Layered Co doped MnO2 with abundant oxygen defects to boost aqueous zinc-ion storage

Zinc Manganese oxide (Zn/MnO2)-based aqueous battery is favored due to their high specific capacity, security and cost performance. Nevertheless, they usually problems of unstable cyclic structure and slow diffusion kinetics, restricting their practical application. Here, we have successfully synthesized a Co doped MnO2 cathode material with abundant defects on a carbon cloth substrate. Through a simple hydrothermal method, the Co element can be lightly intercalated in the two-dimensional (2D) layered a-MnO2 nanowires, inhibiting the structural transformation during the cycle and improve the stability of the material.
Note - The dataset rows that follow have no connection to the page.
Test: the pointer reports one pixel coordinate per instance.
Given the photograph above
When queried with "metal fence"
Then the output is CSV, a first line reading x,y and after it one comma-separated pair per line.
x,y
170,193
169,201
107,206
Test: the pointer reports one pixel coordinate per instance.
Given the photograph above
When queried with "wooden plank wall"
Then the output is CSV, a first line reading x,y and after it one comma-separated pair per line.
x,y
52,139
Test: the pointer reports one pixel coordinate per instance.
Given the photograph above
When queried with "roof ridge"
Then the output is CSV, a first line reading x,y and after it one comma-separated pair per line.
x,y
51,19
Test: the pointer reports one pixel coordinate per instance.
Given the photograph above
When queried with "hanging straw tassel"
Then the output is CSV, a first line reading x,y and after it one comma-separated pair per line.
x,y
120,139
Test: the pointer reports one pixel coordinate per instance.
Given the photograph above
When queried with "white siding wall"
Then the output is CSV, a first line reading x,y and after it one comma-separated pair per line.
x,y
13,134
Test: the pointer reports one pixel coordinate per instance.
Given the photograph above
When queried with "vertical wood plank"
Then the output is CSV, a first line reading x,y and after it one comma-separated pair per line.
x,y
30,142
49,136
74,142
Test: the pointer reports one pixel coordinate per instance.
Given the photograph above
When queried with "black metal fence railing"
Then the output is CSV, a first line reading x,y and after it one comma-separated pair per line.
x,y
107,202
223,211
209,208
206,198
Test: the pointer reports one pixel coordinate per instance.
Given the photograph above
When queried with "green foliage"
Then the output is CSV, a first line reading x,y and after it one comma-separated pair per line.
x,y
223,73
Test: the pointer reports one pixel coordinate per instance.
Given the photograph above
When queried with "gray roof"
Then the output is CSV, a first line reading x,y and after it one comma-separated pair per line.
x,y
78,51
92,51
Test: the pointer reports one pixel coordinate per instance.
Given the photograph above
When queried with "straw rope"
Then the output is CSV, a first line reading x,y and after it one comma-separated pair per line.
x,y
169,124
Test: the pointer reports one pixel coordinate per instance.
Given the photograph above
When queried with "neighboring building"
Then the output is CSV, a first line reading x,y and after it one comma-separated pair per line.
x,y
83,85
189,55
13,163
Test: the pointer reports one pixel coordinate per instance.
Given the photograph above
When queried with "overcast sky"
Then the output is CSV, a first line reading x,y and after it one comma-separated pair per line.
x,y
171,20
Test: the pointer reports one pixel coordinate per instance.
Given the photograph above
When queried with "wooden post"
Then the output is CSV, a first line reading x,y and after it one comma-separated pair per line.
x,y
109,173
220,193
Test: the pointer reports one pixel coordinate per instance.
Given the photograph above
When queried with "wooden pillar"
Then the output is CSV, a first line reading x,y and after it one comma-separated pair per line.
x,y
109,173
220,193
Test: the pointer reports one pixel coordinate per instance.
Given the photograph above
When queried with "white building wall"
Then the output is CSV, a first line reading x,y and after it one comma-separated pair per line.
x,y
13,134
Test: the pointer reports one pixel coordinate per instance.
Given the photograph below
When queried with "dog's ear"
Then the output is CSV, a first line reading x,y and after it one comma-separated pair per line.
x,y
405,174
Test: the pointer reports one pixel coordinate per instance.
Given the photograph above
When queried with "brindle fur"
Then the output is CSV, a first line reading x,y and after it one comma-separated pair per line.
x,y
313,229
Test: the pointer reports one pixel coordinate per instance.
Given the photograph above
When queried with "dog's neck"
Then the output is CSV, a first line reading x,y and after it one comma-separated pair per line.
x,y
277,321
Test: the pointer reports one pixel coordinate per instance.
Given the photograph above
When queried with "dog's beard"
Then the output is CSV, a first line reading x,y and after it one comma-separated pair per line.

Meanwhile, plasma technology facilitates the formation of oxygen vacancies in the electrode material, which not only accelerate electron diffusion but also improve the conductivity. Therefore, Zn/Co-MnO2 battery can reach a specific capacity of 511 mAh g-1 at 0.5A g-1 and the retention rate accomplish 98% at high current density. This research puts forward a strategy of element doping and physical preparation of oxygen vacancies, which provides the possibility to develop reversible Zn/ MnO2-based aqueous battery cathode materials with high-performance. (c) 2021 Elsevier Inc. All rights reserved.

Automated summary

By doping Co into MnO2 cathode material and forming oxygen vacancies, this study successfully enhances the cycling stability and electron diffusion rate of Zn/MnO2 battery, enabling superior performance at high current densities.